Iran has released five senior al Qaeda operatives from detention and will soon allow them to leave the country, prompting fears they will join other terrorists in Syria planning attacks on the West.
According to intelligence sources, three of the five are members of al Qaeda’s ruling committee the Shura Council.
They were released in exchange for an Iranian diplomat kidnapped in Yemen earlier this year.
The move comes not long after the American-led coalition in Syria bombed and killed several members of an organisation known as the Khorasan Group – an al Qaeda network based in Syria but focusing on planning attacks in the West using operatives with foreign passports.
Among those killed was Mohsin al Fadhli, who had also been based in Iran and was released by Tehran.
Intelligence sources said that while the Shi’a theocracy of Iran and the Sunni extremist group al Qaeda were theoretical enemies, there has been an “understanding” that the two would avoid attacks on one another and focus on battling the “shared threat” of the West.
Among those released in exchange for the Iranian diplomat was Abu al Kheir al Masri – the former head of al Qaeda’s “external relations” committee, who was once seen as a possible replacement for Osama bin Laden at the top of the organisation.
Alongside him was Saif al Adel – considered Number Three in the al Qaeda hierarchy, according to an intelligence report seen by Sky News.
The report said: “In the past, he headed up the organisation’s military and security committees and served for years as its leading strategist.

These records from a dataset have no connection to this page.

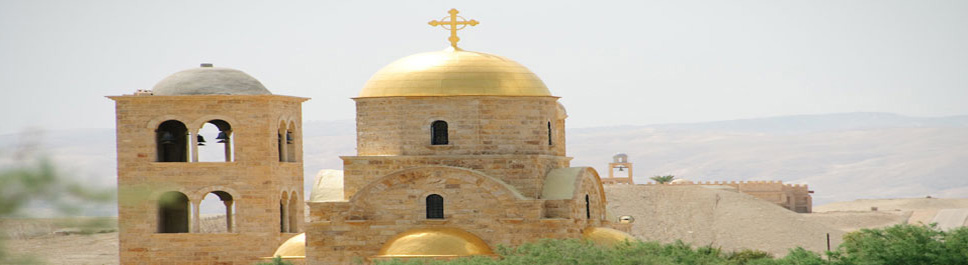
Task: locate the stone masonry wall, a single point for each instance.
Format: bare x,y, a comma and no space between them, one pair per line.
341,232
256,180
524,172
477,125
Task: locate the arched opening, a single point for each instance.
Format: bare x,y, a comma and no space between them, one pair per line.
171,139
283,213
438,133
173,212
293,213
281,142
291,143
219,149
217,213
435,206
549,133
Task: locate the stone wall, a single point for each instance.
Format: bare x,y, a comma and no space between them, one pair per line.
341,232
256,180
477,125
795,197
524,172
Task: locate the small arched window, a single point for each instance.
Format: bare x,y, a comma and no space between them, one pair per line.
435,207
173,213
549,133
211,151
438,133
171,139
223,208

“He took part in terror attacks against the US embassies in Kenya and Tanzania in 1998 and the kidnapping of Wall Street Journal reporter Daniel Pearl in Pakistan in 2002, who was later killed by his captors.”
It continued: “Al Adel began his career in the Egyptian military, before serving as an officer. He then turned to terror and played a role in the assassination of former Egyptian president Anwar Sadat in 1981.”
The third most senior member of al Qaeda, who was detained in Iran but recently released, is Abu Muhammad al Masri – a member of the movement’s military wing.
The report says he too was “involved in the terror attacks in Kenya and Tanzania in 1998, as well as 9/11 and subsequent attacks against British and ‘Zionist’ targets”.
“The Iranians have also released two lesser known, though no less dangerous, operatives, both of Jordanian descent: Khaled El-Arouri (also known as Abou El-Kasam) and Sari Shihab. El-Arouri served as the deputy commander of al-Qaeda in Iraq (AQI), under the leadership of Abu Musab al-Zarqawi until he was killed in 2006, and El-Arouri has been personally involved in countless terror attacks.”
The five, intelligence sources said, were believed to be still in Iran but there are fears that they will be allowed to leave – probably to refill positions inside al Qaeda’s leadership structure that has been mauled by drone attacks in Pakistan, Afghanistan, Yemen, Syria and Somalia.
Some intelligence agencies believe they may be able to travel to Syria, where they could make use of the ungoverned and chaotic landscape to plot attacks outside the country – having agreed not to turn their guns on the regime of Bashar al Assad, which is backed by Tehran.
An intelligence report said: “As far as Western intelligence organisations are concerned, the release by Iran of senior al Qaeda commanders and operatives represents a significant threat. These are dangerous and experienced operatives with a proven track record in executing deadly terror attacks.”